The reason is the unusual nature of this downturn. Mr. Goodfriend cites several features that are rare on their own, and highly unusual together: Severe credit turmoil, a global recession, and falling home prices that have reduced the net worth of many consumers.
Last week, a Fed survey found that household net worth fell 4.7 percent in the third quarter. In a sign of consumers adjusting to tighter credit, household debt declined for the first time in the survey's five-decade history.
In this setting, a rebound may hinge on broad government stimulus efforts, targeted programs designed to reduce home foreclosures, and efforts by private sector households and firms to regroup after years of expanding debt.
This doesn't mean the Fed's role will be unimportant, but its powers are constrained because it has already cut its interest rate to 1 percent.
Fed Chairman Ben Bernanke acknowledged as much in a speech earlier this month. "At this point the scope for using conventional interest-rate policies to support the economy is obviously limited," he said.
The federal funds rate, an overnight lending rate used by banks, hasn't been below 1 percent since the 1950s.
Mr. Bernanke said it was "feasible" that the Fed would shift its target for the rate below that level, and many forecasters are expecting just that on Tuesday.
Bernanke has voiced support for stimulus spending by Congress, and he recently called for new efforts to curb foreclosures and stabilize the housing market.
But the Fed itself is not entirely out of tricks.
Over time, a low federal-funds rate helps banks hit by rising defaults recover health. The policy widens the spread between their borrowing costs and what they earn by lending money. The central bank might pledge to keep its rate low for an extended period.
Also, the Fed can boost the money supply in the economy. The so-called monetary base has surged since September, as the Fed responded quickly to worries about corporate collapses on Wall Street and strapped consumers on Main Street.
Central banks are empowered to write unlimited checks. In this case, economists don't see expanding money supply as immediately inflationary, since it merely offsets slightly a decline in monetary "velocity" – the speed at which people in the economy use money.
Finally, the Fed can keep extending credit as a "lender of last resort." That's what it's been doing prodigiously in 2008.
In a succession of programs, the Fed has extended credit to commercial banks, securities dealers, and industrial firms that need buyers for their short-term debt.
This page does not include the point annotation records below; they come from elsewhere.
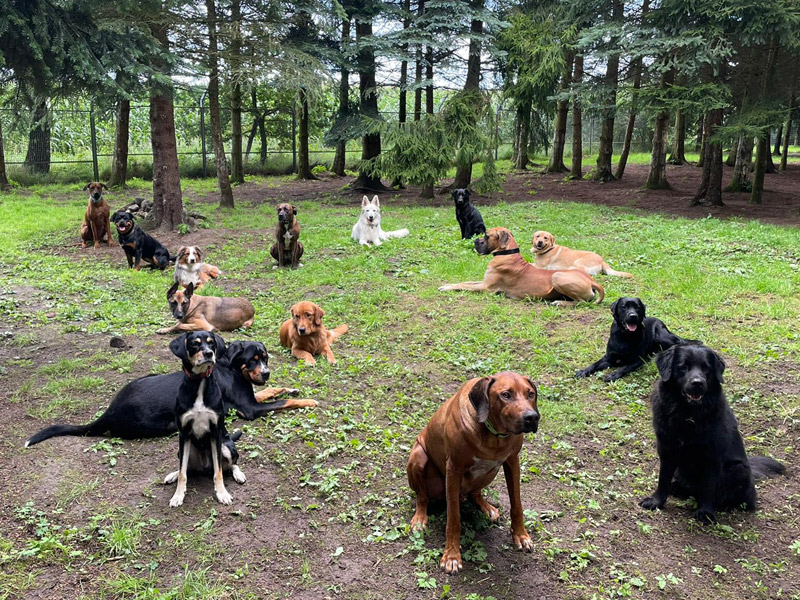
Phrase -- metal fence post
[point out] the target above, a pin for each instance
(94, 142)
(294, 136)
(203, 131)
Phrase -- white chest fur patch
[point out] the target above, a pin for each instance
(481, 467)
(200, 416)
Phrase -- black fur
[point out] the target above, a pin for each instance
(700, 449)
(628, 350)
(139, 245)
(468, 217)
(145, 408)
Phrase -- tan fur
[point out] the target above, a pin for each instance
(550, 256)
(316, 340)
(512, 275)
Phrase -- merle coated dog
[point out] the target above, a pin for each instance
(145, 408)
(633, 340)
(468, 217)
(700, 449)
(139, 245)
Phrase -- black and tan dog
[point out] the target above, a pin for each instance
(633, 340)
(138, 245)
(512, 275)
(200, 414)
(206, 313)
(96, 221)
(287, 249)
(462, 448)
(145, 408)
(700, 449)
(468, 217)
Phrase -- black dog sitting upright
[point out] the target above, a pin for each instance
(200, 415)
(700, 449)
(139, 245)
(468, 217)
(633, 340)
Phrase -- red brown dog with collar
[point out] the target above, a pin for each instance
(462, 448)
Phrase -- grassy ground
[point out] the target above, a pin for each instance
(325, 510)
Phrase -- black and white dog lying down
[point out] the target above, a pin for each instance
(468, 217)
(200, 416)
(633, 340)
(700, 449)
(145, 408)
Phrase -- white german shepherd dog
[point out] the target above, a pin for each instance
(367, 229)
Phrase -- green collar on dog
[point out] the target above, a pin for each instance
(492, 430)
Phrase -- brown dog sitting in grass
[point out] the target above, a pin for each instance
(305, 334)
(462, 448)
(206, 313)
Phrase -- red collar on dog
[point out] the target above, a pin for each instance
(503, 252)
(191, 375)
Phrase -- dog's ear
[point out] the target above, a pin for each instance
(178, 346)
(664, 362)
(718, 365)
(479, 396)
(503, 237)
(220, 344)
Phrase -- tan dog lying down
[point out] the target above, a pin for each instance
(550, 256)
(512, 275)
(206, 313)
(305, 334)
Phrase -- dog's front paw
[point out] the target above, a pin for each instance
(523, 541)
(451, 561)
(224, 497)
(651, 503)
(705, 516)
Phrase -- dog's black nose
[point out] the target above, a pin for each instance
(530, 420)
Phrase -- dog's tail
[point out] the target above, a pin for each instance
(341, 330)
(95, 428)
(395, 234)
(599, 292)
(609, 271)
(764, 467)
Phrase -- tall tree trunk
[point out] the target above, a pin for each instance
(471, 85)
(340, 159)
(119, 162)
(521, 139)
(741, 169)
(762, 151)
(787, 133)
(368, 105)
(576, 172)
(167, 200)
(678, 154)
(710, 190)
(304, 163)
(556, 163)
(37, 158)
(237, 162)
(4, 184)
(223, 177)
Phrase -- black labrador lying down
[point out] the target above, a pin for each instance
(634, 339)
(145, 408)
(700, 449)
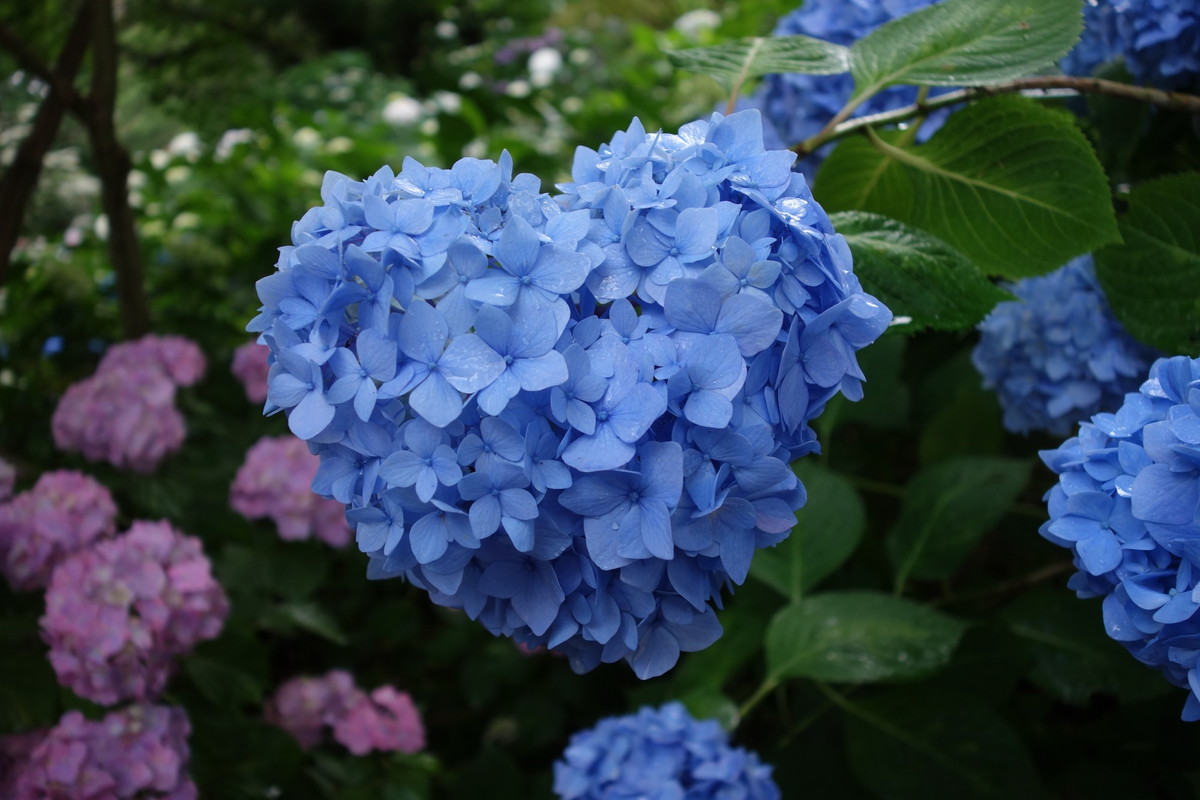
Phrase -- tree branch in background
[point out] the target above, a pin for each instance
(113, 164)
(1042, 85)
(21, 178)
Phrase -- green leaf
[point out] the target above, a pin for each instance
(827, 530)
(1073, 659)
(916, 274)
(966, 43)
(1013, 186)
(1152, 281)
(858, 637)
(947, 507)
(309, 617)
(735, 62)
(928, 743)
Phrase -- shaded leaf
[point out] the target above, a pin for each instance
(916, 274)
(827, 530)
(1152, 280)
(921, 743)
(966, 42)
(733, 62)
(859, 637)
(946, 510)
(1013, 186)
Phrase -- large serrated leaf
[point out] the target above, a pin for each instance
(858, 637)
(966, 42)
(733, 62)
(917, 275)
(1013, 186)
(930, 743)
(827, 530)
(947, 509)
(1152, 280)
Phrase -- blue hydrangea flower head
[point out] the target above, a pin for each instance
(798, 106)
(1127, 504)
(1158, 40)
(660, 753)
(1057, 354)
(570, 416)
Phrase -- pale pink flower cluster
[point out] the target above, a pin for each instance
(275, 481)
(64, 512)
(384, 720)
(125, 413)
(120, 613)
(250, 367)
(137, 752)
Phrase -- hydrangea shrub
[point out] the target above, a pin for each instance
(120, 613)
(125, 413)
(61, 515)
(660, 753)
(1127, 505)
(1057, 353)
(275, 481)
(385, 720)
(570, 416)
(138, 752)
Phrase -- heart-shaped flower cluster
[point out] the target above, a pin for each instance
(1128, 505)
(573, 416)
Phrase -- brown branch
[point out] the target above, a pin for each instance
(113, 166)
(21, 178)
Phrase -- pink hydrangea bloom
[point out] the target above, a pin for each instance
(125, 413)
(250, 367)
(384, 720)
(275, 481)
(136, 752)
(305, 707)
(180, 359)
(119, 614)
(387, 721)
(63, 513)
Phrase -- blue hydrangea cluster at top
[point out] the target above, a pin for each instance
(1159, 41)
(1128, 505)
(1057, 354)
(573, 416)
(798, 106)
(660, 753)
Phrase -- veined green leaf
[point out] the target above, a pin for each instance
(1013, 186)
(916, 274)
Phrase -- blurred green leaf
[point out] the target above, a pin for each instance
(931, 743)
(827, 530)
(1152, 278)
(1073, 659)
(966, 43)
(1013, 186)
(916, 274)
(858, 637)
(946, 510)
(733, 62)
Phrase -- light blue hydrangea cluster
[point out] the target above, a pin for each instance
(1159, 41)
(798, 106)
(570, 417)
(1057, 354)
(1128, 505)
(660, 753)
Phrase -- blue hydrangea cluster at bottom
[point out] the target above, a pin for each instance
(660, 753)
(1128, 505)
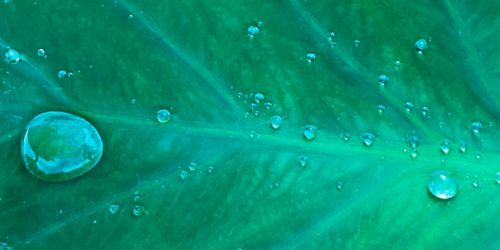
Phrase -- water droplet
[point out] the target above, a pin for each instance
(421, 45)
(476, 127)
(409, 106)
(192, 166)
(462, 147)
(276, 121)
(113, 209)
(252, 31)
(380, 109)
(303, 160)
(12, 56)
(41, 53)
(445, 147)
(442, 185)
(368, 139)
(62, 73)
(346, 136)
(258, 97)
(383, 80)
(59, 146)
(183, 174)
(309, 132)
(310, 57)
(163, 116)
(138, 210)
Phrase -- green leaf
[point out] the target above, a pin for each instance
(131, 58)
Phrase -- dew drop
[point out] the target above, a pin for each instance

All this has won the Fed mixed reviews. Economists generally support rate cuts and the role as lender of last resort. But the specifics leave lots of room for criticism from both liberals and conservatives.
Dean Baker, an economist at the liberal Center for Economic and Policy Research in Washington, is among those worried about a cozy relationship between the Fed and the banks it regulates – and now is bailing out. "They've been consistently behind the curve," responding to the recession, he adds.